Trump World's Fair at Trump Plaza was a hotel and casino in Atlantic City, New Jersey, that occupied 280 feet (85.3 m) of the Atlantic City boardwalk and was 21 floors in height. It had 500 guest rooms. It opened on April 14, 1981, as the Playboy Hotel and Casino, then changed its name in 1984 to Atlantis Hotel and Casino.

==History==

===Playboy: 1981–84===
The hotel/casino project was initiated by Playboy Enterprises, which later took on Elsinore Corporation (owner of the Four Queens Hotel and Casino in Las Vegas) as a partner in order to obtain financing. The hotel/casino originally opened with a provisional gaming license, but the licensing process was slow due to questions about the suitability of both partners. The New Jersey Casino Control Commission finally granted a permanent gaming license to Elsinore Corporation, but not to Playboy Enterprises (due to concerns about the company's London casino operations, as well as payments made by the company to New York officials in the early 1960s in order to get a liquor license for its New York Playboy Club). Playboy agreed to sell its share of the hotel/casino to Elsinore and the property's name was changed. Boxing matches were held at the casino.

===Atlantis: 1984–89===
The complex was split into two sections divided by Florida Avenue. The main building housed the multi-level casino, 500-room hotel tower and restaurants. The other building, accessible by a skybridge from the second floor, housed the 800-seat Cabaret and shops. The Cabaret featured acts such as Bobby Vinton, David Copperfield, Vic Damone, Lola Falana and The Captain & Tennille. The 5th Dimension was the last act to perform in the Cabaret, finishing out its engagement after gaming operations had ceased on the casino floor.

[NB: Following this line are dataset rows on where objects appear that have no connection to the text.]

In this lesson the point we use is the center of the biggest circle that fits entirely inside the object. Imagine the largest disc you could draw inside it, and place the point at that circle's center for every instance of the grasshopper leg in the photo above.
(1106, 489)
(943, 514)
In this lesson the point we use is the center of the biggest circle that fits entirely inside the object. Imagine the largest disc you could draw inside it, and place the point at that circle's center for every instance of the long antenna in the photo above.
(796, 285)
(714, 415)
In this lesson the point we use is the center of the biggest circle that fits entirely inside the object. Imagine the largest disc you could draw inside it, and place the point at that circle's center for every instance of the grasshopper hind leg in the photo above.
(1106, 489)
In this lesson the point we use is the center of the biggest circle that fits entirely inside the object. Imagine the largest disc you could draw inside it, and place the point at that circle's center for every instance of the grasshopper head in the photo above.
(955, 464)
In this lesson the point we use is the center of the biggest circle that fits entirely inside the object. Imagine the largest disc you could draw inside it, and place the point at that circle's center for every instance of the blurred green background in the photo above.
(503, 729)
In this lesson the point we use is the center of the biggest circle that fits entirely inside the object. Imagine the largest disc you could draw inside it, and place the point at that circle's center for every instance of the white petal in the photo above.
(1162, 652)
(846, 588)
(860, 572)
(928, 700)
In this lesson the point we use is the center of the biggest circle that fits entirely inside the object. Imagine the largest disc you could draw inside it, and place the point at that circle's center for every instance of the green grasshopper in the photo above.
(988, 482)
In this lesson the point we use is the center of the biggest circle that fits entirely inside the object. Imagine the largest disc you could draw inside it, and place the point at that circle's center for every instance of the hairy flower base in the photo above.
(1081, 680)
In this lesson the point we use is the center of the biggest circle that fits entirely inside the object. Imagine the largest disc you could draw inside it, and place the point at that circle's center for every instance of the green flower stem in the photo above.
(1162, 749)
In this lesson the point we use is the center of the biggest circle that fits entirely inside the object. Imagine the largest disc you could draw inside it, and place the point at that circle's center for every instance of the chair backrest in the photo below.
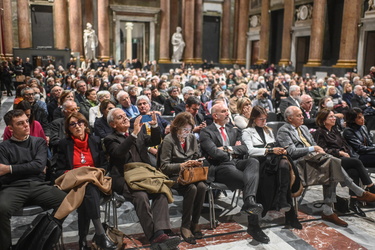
(275, 125)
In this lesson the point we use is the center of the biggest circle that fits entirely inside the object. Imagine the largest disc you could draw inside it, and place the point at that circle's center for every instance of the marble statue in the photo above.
(90, 41)
(178, 45)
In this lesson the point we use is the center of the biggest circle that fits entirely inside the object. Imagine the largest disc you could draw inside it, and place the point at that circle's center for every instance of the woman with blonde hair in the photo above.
(244, 109)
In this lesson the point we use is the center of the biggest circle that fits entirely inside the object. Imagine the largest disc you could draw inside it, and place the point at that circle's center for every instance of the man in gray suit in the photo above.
(300, 144)
(223, 147)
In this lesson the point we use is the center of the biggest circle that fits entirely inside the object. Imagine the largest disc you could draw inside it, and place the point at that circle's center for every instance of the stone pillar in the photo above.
(24, 33)
(317, 34)
(129, 49)
(89, 12)
(198, 27)
(349, 34)
(188, 31)
(103, 29)
(7, 28)
(165, 36)
(264, 32)
(75, 27)
(243, 26)
(60, 22)
(225, 34)
(287, 37)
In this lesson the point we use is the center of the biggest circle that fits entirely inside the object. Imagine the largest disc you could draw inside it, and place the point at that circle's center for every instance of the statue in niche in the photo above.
(178, 45)
(90, 42)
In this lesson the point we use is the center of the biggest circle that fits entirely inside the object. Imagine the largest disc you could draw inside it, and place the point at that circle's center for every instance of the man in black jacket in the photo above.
(124, 146)
(23, 161)
(223, 148)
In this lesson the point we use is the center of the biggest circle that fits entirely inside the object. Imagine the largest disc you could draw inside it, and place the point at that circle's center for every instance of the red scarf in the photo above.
(82, 153)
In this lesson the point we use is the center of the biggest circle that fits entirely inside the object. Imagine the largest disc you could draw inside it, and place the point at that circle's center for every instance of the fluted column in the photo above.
(103, 29)
(243, 26)
(189, 31)
(7, 28)
(23, 18)
(198, 27)
(317, 34)
(75, 26)
(287, 28)
(349, 34)
(225, 34)
(60, 21)
(264, 32)
(89, 11)
(129, 30)
(165, 35)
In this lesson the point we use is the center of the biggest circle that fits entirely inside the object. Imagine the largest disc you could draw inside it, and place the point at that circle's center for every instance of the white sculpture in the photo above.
(90, 42)
(178, 45)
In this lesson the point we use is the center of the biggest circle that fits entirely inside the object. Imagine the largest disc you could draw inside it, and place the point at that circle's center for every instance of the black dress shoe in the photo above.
(256, 232)
(104, 242)
(354, 206)
(251, 207)
(292, 220)
(188, 236)
(82, 242)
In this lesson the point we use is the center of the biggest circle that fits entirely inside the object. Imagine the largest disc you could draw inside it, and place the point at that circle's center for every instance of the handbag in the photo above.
(20, 78)
(191, 172)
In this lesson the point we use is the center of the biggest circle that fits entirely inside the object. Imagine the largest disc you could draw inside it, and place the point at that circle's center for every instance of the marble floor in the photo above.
(231, 230)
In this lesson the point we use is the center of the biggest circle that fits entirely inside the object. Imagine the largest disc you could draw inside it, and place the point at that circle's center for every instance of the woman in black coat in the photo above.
(328, 137)
(80, 149)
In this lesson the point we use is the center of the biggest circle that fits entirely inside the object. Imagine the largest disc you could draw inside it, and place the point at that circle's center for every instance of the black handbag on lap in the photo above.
(42, 234)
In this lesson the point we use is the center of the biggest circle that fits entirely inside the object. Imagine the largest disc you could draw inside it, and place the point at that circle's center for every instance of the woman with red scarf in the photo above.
(80, 149)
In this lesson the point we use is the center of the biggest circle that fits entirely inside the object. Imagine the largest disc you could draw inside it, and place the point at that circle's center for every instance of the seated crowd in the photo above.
(132, 122)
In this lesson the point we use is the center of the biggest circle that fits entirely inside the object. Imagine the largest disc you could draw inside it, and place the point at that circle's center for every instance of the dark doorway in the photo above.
(332, 32)
(369, 52)
(42, 26)
(254, 52)
(211, 38)
(302, 52)
(276, 36)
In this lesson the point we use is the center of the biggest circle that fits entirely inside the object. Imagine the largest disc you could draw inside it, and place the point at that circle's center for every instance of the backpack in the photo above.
(42, 234)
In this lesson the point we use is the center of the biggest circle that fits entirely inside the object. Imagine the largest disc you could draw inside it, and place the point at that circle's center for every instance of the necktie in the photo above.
(223, 134)
(303, 138)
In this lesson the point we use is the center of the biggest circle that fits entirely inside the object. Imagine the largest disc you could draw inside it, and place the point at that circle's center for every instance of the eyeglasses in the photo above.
(74, 124)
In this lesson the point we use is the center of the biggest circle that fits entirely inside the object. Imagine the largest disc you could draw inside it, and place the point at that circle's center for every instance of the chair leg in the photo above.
(211, 204)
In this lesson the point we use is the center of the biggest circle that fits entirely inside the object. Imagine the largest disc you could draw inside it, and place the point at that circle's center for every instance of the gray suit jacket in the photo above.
(287, 136)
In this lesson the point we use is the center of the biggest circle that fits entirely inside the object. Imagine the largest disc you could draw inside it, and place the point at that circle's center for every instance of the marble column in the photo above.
(188, 31)
(287, 28)
(103, 29)
(89, 12)
(264, 32)
(165, 35)
(23, 18)
(349, 34)
(243, 26)
(7, 28)
(225, 33)
(60, 22)
(129, 49)
(198, 29)
(75, 27)
(317, 34)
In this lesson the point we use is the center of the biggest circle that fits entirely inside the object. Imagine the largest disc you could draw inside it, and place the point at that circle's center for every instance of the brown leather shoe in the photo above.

In 1985, the casino filed for bankruptcy and then continued to struggle financially. In April 1989, the state rejected renewal of its gaming license, and then placed the Atlantis into conservatorship. The casino closed on May 22, 1989, though the hotel continued to operate. Donald Trump purchased the Atlantis in June 1989 for $63 million, and renamed it as the Trump Regency.

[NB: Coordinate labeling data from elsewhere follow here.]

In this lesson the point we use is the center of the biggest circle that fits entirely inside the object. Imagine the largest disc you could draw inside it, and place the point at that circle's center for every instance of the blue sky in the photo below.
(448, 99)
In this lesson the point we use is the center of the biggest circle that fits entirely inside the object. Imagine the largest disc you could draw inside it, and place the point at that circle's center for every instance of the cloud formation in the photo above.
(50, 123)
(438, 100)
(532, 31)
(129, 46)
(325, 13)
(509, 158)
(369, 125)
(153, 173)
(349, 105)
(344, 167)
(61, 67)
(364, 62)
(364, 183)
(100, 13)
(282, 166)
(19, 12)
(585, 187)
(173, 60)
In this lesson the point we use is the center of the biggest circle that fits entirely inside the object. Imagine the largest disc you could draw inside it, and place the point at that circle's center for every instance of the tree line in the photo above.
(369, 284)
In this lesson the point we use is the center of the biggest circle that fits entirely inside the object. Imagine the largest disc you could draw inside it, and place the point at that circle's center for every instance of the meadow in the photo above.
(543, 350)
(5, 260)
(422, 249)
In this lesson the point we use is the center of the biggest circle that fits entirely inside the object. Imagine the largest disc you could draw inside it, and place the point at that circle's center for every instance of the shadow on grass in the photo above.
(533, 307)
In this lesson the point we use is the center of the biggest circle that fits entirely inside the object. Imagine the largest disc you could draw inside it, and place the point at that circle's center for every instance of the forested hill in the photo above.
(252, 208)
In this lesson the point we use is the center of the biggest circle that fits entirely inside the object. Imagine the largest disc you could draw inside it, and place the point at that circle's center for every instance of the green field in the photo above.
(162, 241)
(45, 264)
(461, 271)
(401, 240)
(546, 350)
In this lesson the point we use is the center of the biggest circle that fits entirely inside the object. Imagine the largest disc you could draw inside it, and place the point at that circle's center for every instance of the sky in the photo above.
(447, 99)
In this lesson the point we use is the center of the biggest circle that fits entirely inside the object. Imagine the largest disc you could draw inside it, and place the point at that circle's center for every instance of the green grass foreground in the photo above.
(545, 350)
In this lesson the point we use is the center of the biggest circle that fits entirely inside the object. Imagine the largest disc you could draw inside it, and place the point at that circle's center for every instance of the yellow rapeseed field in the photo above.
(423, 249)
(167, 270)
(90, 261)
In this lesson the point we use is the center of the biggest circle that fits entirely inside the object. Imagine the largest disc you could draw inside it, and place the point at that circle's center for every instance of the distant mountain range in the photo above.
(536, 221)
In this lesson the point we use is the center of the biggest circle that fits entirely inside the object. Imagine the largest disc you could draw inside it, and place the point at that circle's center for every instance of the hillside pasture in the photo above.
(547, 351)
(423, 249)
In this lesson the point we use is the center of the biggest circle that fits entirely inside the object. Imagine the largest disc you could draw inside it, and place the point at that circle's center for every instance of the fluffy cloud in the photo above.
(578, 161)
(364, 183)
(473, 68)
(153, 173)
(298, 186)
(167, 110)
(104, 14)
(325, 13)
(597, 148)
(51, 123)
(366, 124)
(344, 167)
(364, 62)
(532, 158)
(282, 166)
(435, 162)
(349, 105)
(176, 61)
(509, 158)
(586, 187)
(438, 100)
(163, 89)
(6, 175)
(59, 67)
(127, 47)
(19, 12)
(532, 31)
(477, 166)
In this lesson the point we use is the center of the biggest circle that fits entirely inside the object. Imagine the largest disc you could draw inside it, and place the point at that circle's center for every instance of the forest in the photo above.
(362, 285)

===Trump Regency: 1989–96===
In July 1992, ownership was transferred to the property's mortgage holder, Chemical Bank. Trump bought back the Regency for $60 million in June 1995.

===Trump's World Fair: 1996–99===
On May 15, 1996, Trump reopened the casino after investing $48 million in a renovation, and the property changed its name again to the Trump World's Fair at Trump Plaza Hotel and Casino. However, after only three years, the hotel and casino were closed permanently on October 3, 1999, and the building was demolished in 2000. The land was sold at auction to Bruce Toll of Toll Brothers.